The United Nations envoy for Central Africa is concerned withdrawal of troops from the regional force by some contributing countries would create a security vacuum that may be exploited by an armed group.
“The continued threat by the Lord’s Resistance Army (LRA) to regional stability should not be under-estimated, in particular as the Ugandan and the South Sudanese forces have disengaged from the African Union Regional Task Force (RTF), along with the United States special forces,” François Loucény Fall, the Special Representative and head of the UN Regional Office for Central Africa (UNOCA), told the Security Council.
He explained the Central African Republic national security forces, which could in the long run fill the gap left by the exit of the Ugandan forces, still require training and structural reforms. And the UN Multi-dimensional Integrated Stabilisation Mission in the country, known by its French acronym MINUSCA, is not mandated to conduct anti-LRA military operations.
Any training efforts would need to be in line with the overall security sector reform process and co-ordinated with other partners supporting the Central African armed forces, he added.

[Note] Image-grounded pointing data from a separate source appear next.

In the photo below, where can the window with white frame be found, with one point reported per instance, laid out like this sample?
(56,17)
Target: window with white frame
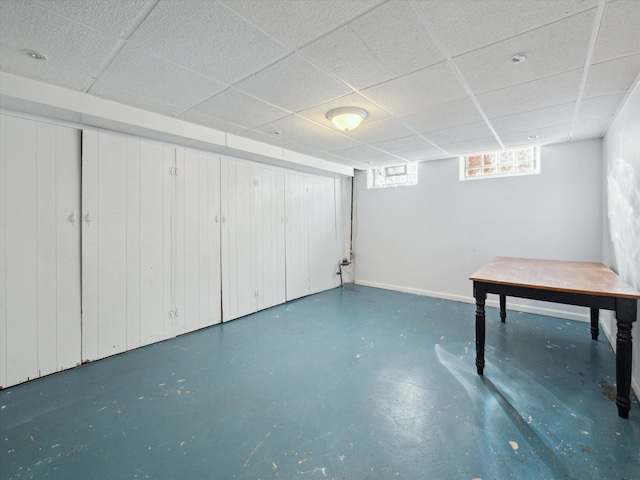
(502,163)
(393,176)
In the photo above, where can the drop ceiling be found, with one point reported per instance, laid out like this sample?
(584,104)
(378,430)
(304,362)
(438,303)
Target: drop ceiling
(435,76)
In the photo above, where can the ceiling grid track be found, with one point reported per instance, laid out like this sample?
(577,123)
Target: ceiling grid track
(587,63)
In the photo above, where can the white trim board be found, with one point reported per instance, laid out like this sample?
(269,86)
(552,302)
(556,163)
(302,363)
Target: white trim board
(34,97)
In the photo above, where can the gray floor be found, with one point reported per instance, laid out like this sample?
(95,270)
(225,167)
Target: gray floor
(353,383)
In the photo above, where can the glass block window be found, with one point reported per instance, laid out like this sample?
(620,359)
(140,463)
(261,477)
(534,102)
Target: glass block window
(393,176)
(503,163)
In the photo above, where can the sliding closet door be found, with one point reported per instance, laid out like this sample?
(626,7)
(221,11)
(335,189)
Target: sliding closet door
(297,236)
(39,248)
(127,196)
(238,298)
(268,243)
(198,240)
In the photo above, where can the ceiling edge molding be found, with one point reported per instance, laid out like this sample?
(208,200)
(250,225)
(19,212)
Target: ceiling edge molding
(38,98)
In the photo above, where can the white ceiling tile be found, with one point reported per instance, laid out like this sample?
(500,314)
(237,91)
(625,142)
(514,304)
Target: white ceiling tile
(546,135)
(463,25)
(198,118)
(293,129)
(388,129)
(423,154)
(332,142)
(459,112)
(296,22)
(471,146)
(618,35)
(385,43)
(74,52)
(404,144)
(293,84)
(490,68)
(363,153)
(318,113)
(546,92)
(416,91)
(144,74)
(612,76)
(125,97)
(266,137)
(527,121)
(115,17)
(471,131)
(208,38)
(598,107)
(236,107)
(594,128)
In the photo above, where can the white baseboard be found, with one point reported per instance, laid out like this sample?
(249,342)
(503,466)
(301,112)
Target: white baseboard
(611,336)
(511,304)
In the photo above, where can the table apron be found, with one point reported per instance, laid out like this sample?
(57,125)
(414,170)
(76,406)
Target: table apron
(579,299)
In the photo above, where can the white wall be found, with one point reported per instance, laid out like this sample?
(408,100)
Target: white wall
(621,233)
(428,239)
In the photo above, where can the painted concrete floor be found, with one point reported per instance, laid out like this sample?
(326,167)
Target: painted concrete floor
(354,383)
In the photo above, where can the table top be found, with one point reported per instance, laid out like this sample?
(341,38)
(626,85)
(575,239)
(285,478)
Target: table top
(575,277)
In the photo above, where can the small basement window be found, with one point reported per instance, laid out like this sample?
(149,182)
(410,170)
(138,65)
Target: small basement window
(503,163)
(393,176)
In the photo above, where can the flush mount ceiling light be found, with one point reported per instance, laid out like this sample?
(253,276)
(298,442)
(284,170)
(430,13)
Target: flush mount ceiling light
(35,55)
(347,118)
(518,58)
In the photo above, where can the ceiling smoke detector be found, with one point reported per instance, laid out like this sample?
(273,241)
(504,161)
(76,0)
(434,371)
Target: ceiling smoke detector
(35,55)
(518,58)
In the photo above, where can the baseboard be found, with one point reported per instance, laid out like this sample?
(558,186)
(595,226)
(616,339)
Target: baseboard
(512,303)
(611,336)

“Collectively, there is a need to remain focused on efforts aimed at total eradication of the LRA,” he said, stressing UNOCA will remain engaged, including by reviewing the UN regional strategy to address the threat and impact of the LRA and ensure co-ordination among stakeholders working on the issue.
His semi-annual briefing also touched on political tensions in some Central African countries, mostly related to recent or future electoral processes, including Gabon and the Republic of the Congo.
On the Lake Chad Basin, he said activities of the Boko Haram terrorist group undermine development and exacerbate economic hardship in the region. Boko Haram remains a serious threat to regional stability despite military progress achieved by the Multi-national Joint Task Force (MNJTF) against the terrorist group.